[Advaita-l] AvasthA-traya

Amuthan Arunkumar R aparyap at yahoo.co.in
Tue Dec 27 21:21:38 CST 2005


namo nArAyaNAya!

dear shrI rAmakR^iShNan bAlasubrahmaNyan,

--- Ramakrishnan Balasubramanian
<rama.balasubramanian at gmail.com> wrote:
> 
> Clearly one
> cannot sit in the waking state and claim the dream
> state is equally
> real *from the point of view of waking state*. Quite
> silly, since the
> dream object has been sublated and is known as
> unreal, wheras the
> waking state objects are being experienced. This is
> clearly brought
> out by sha.nkara in the suutra bhaaShya.
> 

i have quoted below an excerpt from sAdhu aruNAchala's
experience with ramaNa maharShi. this deals with both
the objections that you have raised (the waking-dream
realtionship and sha~Nkara's sUtra bhAShya in this
context). (sAdhu aruNAchala was not an avasthAtIta
puruSha when he arrived at the conclusion.) 

\begin quote

Sadhu Arunachala (Major Alan Chadwick):

"We are such stuff As dreams are made of and our short
life Is rounded by a sleep."

Shakespeare really did know what he was talking about
and it was not just poetic effervescence. Maharshi
used to say exactly the same.

I suppose I questioned Bhagavan more often on this
subject than any others, though some doubts always
remained for me. He had always warned that as soon as
one doubt is cleared another will spring up in its
place, and there is no end to doubts.

"But Bhagavan," I would repeat, "dreams are
disconnected, while the waking experience goes on from
where it left off and is admitted by all to be more or
less continuous."

"Do you say this in your dreams?", Bhagavan would ask.
"They seemed perfectly consistent and real to you
then. It is only now, in your waking state that you
question the reality of the experience. This is not
logical."

Bhagavan refused to see the least difference between
the two states, and in this he agreed with all the
great Advaitic Seers. Some have questioned if Shankara
did not draw a line of difference between these two
states, but Bhagavan has persistently denied it.
"Shankara did it apparently only for the purpose of
clearer exposition," the Maharshi would explain.

However I tried to twist my questions, the answer I
received was always the same: "Put your doubts when in
the dream state itself. You do not question the waking
state when you are awake, you accept it. You accept it
in the same way you accept your dreams. Go beyond both
states and all three states including deep sleep.
Study them from that point of view. You now study one
limitation from the point of view of another
limitation. Could anything be more absurd? Go beyond
all limitation, then come here with your doubts."

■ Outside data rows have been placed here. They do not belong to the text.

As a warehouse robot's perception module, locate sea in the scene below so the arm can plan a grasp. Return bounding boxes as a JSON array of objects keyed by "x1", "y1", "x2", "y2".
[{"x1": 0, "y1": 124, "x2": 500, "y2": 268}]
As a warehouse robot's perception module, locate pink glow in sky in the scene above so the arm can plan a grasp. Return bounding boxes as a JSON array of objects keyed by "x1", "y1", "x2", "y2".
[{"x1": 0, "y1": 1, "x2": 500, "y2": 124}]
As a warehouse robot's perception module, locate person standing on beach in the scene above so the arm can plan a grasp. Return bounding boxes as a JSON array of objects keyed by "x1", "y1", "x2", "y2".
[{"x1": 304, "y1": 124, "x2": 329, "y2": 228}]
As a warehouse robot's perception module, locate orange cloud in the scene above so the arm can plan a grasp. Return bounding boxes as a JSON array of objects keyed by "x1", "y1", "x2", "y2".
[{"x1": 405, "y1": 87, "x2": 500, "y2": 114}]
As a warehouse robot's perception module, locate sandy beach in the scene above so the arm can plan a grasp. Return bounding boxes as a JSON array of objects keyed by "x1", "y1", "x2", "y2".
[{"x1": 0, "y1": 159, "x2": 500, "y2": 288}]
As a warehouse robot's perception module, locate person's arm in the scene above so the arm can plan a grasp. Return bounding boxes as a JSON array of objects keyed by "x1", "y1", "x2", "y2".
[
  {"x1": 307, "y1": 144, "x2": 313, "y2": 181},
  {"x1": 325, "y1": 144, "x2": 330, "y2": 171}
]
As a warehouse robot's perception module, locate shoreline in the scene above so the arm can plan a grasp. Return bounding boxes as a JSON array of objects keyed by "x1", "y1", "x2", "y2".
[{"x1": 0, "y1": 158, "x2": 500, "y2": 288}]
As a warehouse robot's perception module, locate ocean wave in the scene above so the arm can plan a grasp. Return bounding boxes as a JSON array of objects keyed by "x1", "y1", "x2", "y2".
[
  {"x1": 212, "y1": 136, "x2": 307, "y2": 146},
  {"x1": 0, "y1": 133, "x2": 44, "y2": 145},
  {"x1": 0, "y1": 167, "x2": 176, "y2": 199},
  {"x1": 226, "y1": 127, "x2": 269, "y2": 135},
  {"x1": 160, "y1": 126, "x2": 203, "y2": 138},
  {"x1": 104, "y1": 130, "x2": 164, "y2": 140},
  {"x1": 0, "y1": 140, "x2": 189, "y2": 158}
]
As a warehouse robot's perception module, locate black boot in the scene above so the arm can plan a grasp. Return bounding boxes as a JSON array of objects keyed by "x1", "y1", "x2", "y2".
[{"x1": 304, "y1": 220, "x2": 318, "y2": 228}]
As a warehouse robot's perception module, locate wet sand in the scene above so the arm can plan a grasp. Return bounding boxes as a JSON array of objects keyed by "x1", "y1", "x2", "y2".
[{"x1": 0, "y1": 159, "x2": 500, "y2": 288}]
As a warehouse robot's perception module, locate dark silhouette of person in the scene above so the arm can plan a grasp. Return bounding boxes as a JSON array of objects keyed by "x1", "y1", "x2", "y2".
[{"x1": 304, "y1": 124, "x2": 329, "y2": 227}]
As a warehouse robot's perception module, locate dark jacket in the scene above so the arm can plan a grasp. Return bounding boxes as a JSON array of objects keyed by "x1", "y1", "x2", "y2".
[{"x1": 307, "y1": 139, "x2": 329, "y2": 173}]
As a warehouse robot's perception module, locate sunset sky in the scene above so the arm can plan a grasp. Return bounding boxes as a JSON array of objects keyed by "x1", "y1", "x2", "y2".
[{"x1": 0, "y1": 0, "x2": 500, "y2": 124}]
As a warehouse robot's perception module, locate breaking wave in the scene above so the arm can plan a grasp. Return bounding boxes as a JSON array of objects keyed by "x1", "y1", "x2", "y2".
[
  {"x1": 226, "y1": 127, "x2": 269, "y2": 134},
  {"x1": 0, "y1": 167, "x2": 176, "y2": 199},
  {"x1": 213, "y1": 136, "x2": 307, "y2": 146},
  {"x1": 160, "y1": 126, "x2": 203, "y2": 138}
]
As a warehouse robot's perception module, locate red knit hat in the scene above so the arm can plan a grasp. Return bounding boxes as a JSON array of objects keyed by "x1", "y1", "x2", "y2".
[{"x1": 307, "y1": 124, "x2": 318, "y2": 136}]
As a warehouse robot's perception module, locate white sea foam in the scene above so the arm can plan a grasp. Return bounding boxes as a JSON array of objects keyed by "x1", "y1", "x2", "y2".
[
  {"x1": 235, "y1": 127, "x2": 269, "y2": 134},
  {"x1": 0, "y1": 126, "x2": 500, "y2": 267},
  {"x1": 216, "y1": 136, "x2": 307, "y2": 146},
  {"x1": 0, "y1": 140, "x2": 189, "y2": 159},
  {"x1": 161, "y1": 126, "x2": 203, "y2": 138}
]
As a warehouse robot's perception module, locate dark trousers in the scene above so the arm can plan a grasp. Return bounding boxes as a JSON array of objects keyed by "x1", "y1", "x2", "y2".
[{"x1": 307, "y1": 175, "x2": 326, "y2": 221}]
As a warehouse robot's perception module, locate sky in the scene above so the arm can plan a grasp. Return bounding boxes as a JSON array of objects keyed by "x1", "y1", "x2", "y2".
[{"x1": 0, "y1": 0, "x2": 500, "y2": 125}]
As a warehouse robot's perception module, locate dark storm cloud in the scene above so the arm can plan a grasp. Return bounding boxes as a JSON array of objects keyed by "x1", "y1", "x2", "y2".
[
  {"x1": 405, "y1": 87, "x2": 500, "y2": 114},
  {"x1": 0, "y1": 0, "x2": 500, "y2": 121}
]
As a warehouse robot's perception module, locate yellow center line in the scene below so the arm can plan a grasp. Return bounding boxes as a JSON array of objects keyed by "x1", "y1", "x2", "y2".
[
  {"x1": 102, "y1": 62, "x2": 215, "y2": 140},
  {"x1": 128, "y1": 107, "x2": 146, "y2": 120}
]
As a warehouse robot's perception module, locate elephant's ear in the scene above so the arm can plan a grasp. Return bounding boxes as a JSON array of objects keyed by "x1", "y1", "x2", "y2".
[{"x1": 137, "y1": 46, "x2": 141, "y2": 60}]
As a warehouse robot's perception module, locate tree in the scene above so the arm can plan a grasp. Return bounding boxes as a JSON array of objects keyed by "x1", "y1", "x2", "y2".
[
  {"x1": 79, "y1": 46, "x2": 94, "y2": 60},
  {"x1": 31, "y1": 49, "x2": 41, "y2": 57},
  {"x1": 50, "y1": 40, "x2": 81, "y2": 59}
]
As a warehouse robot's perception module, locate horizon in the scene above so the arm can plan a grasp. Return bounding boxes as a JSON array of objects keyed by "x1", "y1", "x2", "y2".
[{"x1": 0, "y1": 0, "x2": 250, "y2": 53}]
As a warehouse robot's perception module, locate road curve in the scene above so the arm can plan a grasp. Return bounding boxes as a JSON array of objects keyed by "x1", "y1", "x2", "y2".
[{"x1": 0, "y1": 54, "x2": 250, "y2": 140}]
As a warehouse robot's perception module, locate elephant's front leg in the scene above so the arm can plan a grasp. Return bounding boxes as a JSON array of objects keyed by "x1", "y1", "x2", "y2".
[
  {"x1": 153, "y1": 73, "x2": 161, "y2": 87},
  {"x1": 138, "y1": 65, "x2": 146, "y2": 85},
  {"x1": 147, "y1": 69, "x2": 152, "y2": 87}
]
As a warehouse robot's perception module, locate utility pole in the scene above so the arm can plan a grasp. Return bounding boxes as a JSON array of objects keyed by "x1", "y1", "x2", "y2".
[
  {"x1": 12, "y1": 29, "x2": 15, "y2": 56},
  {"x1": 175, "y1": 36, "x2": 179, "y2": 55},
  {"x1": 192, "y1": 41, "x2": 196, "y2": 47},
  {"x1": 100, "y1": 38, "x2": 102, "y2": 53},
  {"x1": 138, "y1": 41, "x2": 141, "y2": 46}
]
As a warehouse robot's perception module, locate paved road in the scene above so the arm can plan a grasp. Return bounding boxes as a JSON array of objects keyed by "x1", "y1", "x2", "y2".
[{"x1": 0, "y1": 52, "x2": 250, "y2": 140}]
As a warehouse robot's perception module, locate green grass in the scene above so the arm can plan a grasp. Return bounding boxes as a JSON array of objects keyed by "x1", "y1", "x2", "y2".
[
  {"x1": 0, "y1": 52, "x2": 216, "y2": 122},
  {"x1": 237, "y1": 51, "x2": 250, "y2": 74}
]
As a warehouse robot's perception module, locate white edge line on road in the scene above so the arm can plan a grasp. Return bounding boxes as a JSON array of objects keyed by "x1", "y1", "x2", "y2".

But in spite of this, doubt still remained. I somehow
felt at the time of dreaming there was something
unreal in it, not always of course, but just glimpses
now and then.

"Doesn't that ever happen to you in your waking state
too?" Bhagavan queried. "Don't you sometimes feel that
the world you live in and the thing that is happening
is unreal?" Still, in spite of all this, doubt
persisted.

But one morning I went to Bhagavan and, much to his
amusement, handed him a paper on which the following
was written:

"Bhagavan remembers that I expressed some doubts about
the resemblance between dreams and waking experience.
Early in the morning most of these doubts were cleared
by the following dream, which seemed particularly
objective and real:

Indent "I was arguing philosophy with someone and
pointed out that all experience was only subjective,
that there was nothing outside the mind. The other
person demurred, pointing out how solid everything was
and how real experience seemed, and it could not be
just personal imagination.

"I replied, 'No, it is nothing but a dream. Dream and
waking experience are exactly the same.'

"'You say that now,' he replied, 'but you would never
say a thing like that in your dream.'

"And then I woke up."

>From the Call Divine, March 1954

\end quote

vAsudevaH sarvaM,
aparyAptAmR^itaH. 


Amuthan Arunkumar R,
Final year, B.Tech/M.Tech Dual Degree,
Dept. of Aerospace Engg., IIT Madras.